““Don’t touch the principle. Spend the income – if you’re smart you’ll put what you don’t need onto auto reinvest””
once you hit 72 now, the government will decide how much of your IRA/401K you MUST take out each year. By age 75, it is approaching 4% a year.
That is determined by the value on Dec 31 for the coming year. If you look at this year, if you were in all stocks in the index, you’re down by 20% likely, but you MUST take out money based upon that Dec 31 value this year. And pay taxes on it.
Now, maybe you sold stock on Jan 2 and put the money into a MMF to fund the year’s withdrawal. Many for the past couple years likely decided to wait until Dec to sell, seeing that the usual year had stock rises of 11% a year year after year.
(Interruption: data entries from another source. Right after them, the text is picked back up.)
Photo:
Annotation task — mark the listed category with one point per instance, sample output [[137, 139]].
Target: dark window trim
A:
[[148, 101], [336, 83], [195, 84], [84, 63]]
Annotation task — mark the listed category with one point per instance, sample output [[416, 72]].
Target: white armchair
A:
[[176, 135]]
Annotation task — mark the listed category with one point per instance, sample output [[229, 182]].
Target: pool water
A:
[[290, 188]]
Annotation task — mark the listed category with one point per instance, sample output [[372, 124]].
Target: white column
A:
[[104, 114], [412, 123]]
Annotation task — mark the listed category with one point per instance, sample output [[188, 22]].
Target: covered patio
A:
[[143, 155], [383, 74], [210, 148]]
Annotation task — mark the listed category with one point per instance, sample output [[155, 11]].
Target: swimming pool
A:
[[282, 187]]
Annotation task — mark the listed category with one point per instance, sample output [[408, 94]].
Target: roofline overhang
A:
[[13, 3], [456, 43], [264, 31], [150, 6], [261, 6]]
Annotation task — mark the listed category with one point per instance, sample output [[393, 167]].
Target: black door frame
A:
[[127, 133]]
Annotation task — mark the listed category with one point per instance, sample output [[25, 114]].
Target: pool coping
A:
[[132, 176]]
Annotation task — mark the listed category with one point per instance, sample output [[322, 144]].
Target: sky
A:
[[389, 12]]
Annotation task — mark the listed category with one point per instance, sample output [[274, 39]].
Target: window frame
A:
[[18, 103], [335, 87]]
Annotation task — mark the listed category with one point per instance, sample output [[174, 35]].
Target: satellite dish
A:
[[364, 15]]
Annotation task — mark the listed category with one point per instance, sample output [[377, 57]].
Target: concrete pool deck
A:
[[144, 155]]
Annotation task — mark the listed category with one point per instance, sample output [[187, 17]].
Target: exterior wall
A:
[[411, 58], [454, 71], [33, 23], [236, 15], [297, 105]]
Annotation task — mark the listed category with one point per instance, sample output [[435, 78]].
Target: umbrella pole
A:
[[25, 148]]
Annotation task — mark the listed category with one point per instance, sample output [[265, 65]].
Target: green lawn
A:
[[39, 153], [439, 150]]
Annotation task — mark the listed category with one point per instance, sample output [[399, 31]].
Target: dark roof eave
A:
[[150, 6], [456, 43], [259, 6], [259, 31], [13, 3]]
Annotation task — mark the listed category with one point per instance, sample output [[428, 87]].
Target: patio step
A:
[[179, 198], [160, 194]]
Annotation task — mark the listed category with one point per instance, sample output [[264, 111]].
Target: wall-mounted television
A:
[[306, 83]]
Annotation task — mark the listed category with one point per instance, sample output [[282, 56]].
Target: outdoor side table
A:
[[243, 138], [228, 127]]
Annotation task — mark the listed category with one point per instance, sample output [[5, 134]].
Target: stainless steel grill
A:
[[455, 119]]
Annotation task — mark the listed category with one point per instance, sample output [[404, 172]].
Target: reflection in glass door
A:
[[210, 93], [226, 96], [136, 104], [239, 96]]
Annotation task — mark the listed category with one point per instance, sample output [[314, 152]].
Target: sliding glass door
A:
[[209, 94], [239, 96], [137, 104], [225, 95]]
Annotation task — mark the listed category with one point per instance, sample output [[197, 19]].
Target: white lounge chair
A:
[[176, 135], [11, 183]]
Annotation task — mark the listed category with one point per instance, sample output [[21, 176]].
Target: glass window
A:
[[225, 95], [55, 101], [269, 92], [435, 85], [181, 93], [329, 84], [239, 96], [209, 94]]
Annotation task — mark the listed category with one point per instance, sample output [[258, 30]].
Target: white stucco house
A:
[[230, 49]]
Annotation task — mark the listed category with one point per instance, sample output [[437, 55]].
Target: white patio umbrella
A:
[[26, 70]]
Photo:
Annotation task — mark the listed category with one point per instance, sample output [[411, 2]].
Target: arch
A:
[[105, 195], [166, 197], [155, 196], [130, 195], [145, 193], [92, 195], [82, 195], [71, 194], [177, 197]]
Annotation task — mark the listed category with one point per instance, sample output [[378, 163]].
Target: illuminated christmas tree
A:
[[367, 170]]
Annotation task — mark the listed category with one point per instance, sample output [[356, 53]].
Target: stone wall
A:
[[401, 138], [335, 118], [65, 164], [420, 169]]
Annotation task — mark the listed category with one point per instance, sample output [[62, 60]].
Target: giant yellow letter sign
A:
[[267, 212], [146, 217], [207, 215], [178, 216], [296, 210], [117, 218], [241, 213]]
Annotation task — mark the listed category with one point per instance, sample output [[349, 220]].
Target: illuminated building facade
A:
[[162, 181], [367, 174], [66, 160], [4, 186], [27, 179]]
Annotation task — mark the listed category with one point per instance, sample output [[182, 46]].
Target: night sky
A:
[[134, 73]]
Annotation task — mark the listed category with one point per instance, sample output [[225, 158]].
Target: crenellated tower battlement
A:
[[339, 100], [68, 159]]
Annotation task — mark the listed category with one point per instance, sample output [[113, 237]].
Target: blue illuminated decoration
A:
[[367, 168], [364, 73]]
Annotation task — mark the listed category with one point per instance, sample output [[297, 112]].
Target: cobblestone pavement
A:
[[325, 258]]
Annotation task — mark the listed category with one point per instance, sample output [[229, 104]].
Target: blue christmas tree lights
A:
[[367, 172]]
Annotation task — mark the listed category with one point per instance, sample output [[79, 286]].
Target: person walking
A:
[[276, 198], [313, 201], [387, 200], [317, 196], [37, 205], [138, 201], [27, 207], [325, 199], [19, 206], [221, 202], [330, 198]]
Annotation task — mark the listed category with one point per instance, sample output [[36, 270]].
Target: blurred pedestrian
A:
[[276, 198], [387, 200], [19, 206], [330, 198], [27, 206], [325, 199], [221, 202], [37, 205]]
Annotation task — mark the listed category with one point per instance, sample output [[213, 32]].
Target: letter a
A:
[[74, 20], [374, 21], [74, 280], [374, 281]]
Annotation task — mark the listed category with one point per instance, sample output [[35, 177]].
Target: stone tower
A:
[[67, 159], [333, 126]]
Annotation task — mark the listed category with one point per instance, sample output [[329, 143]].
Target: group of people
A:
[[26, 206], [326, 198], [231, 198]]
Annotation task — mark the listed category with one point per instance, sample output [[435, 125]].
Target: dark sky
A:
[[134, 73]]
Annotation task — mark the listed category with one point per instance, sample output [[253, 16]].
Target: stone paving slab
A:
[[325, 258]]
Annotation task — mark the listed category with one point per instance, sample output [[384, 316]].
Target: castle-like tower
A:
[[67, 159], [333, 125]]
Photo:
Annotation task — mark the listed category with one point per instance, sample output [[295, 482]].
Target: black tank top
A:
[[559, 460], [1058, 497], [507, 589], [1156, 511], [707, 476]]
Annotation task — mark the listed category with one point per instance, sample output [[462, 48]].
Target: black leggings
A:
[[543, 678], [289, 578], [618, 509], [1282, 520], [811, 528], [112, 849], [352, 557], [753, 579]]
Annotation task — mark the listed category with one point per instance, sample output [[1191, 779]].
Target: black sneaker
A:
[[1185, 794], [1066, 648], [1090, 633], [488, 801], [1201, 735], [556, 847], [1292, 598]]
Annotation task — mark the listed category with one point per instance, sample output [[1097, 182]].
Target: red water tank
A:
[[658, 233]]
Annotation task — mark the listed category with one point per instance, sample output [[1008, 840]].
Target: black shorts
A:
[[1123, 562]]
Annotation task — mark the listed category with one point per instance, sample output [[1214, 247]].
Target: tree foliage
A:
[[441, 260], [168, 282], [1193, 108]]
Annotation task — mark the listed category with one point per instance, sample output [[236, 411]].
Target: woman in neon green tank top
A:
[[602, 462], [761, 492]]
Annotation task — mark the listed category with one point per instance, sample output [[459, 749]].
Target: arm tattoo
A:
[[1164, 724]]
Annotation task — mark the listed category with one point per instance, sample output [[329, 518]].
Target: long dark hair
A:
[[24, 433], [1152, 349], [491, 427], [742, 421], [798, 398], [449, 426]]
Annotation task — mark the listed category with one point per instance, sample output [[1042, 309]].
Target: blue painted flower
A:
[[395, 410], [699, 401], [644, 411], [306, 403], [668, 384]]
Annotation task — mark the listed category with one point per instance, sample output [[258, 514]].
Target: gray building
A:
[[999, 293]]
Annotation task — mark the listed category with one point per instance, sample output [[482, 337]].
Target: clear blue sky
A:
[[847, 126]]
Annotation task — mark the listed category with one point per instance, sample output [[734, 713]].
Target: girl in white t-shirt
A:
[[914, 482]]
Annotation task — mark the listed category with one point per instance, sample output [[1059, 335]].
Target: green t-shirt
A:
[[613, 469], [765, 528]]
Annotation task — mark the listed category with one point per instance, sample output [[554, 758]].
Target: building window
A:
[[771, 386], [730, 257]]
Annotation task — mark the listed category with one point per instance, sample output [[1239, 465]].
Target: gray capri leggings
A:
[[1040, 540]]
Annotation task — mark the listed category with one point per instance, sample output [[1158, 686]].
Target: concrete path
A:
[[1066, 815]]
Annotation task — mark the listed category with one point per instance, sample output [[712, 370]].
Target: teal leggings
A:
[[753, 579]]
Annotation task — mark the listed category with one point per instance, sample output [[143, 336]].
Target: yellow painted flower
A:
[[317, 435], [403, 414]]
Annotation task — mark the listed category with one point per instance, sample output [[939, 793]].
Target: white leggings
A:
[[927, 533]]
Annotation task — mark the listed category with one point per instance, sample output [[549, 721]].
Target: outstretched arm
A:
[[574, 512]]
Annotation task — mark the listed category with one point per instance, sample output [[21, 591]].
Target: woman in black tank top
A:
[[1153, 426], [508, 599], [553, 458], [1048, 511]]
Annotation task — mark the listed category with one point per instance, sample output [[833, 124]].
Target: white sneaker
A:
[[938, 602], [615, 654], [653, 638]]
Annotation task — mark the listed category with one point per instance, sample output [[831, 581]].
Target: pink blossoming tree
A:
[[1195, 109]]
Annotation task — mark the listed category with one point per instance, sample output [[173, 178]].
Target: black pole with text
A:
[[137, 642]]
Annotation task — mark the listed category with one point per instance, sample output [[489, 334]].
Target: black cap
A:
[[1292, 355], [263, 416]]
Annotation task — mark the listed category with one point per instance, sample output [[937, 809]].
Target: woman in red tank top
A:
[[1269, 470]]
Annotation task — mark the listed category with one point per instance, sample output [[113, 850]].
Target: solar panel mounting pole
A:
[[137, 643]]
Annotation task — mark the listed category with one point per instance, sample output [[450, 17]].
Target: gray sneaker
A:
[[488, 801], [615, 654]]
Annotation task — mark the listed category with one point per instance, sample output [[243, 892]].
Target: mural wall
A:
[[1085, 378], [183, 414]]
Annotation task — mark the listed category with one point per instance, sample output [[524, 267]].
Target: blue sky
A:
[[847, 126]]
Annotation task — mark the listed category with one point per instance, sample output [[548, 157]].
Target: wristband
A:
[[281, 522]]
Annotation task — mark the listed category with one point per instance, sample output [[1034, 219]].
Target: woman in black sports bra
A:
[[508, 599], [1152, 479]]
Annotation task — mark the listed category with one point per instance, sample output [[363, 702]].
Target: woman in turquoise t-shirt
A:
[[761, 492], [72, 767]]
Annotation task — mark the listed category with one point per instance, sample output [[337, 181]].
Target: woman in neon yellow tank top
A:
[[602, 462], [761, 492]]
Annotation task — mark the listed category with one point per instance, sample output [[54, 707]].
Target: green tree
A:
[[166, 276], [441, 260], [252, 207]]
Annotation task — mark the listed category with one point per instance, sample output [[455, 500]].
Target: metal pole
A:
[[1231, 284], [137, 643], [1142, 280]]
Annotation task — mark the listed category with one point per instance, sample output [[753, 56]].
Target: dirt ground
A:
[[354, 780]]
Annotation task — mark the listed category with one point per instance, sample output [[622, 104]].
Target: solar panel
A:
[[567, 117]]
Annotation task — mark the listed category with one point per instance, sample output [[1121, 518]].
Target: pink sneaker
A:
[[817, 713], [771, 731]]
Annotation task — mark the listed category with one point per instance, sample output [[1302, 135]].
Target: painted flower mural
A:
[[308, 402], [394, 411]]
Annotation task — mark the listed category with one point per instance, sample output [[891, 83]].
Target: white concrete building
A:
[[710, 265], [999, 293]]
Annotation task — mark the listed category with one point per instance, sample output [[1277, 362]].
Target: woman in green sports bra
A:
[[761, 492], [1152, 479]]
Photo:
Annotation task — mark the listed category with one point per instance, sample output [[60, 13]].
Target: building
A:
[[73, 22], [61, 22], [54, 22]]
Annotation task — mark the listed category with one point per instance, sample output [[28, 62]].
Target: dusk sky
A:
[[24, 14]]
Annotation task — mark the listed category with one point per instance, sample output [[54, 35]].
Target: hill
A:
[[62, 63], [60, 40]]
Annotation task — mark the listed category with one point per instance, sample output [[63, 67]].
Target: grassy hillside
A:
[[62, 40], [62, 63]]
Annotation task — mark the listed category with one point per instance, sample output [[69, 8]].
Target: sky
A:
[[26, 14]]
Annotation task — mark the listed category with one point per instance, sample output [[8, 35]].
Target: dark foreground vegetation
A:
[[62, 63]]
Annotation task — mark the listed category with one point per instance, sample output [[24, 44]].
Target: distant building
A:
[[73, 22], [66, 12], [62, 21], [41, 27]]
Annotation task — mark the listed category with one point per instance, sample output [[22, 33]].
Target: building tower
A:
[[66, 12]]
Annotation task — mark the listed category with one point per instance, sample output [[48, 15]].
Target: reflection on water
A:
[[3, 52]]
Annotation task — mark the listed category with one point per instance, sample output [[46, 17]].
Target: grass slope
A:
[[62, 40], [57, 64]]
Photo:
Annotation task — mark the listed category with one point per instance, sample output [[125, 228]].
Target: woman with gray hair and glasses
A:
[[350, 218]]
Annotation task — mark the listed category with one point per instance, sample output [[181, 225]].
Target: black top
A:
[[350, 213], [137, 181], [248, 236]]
Of course, if you had other assets other than stocks in your IRA, you could sell some bonds or REITs and likely not take a 20% decrease. Or if you had SP500 that pays 2% dividend, you could use that for half your yearly withdrawal and if you had some corp bonds paying 3%, or junk bonds paying 5%, you might not be so bad off.
For assets outside an IRA, if you get dividends and interest you’ll be paying income tax on them no matter whether you ‘re-invest them’ or not. You’re choice.
Now another ‘plan’ of withdrawal has always been to take a fixed percentage of total assets each year - about 5%. So your income will rise and fall with the market. Some years more, some less. It’s not ‘inflation’ adjusted. You can do it monthly so if the market is going down, you take LESS. If the market and your portfolio is down 20 or 50%, you TAKE 20 OR 50% LESS.
that, as opposed to 4% inflation adjusted from the day/year you retire.
Of course, once you hit now 72, Uncle Sam will make you take over 3% annually from tax deferred savings, and by age 80, up to 5%. 10% by age 90 should you live that long.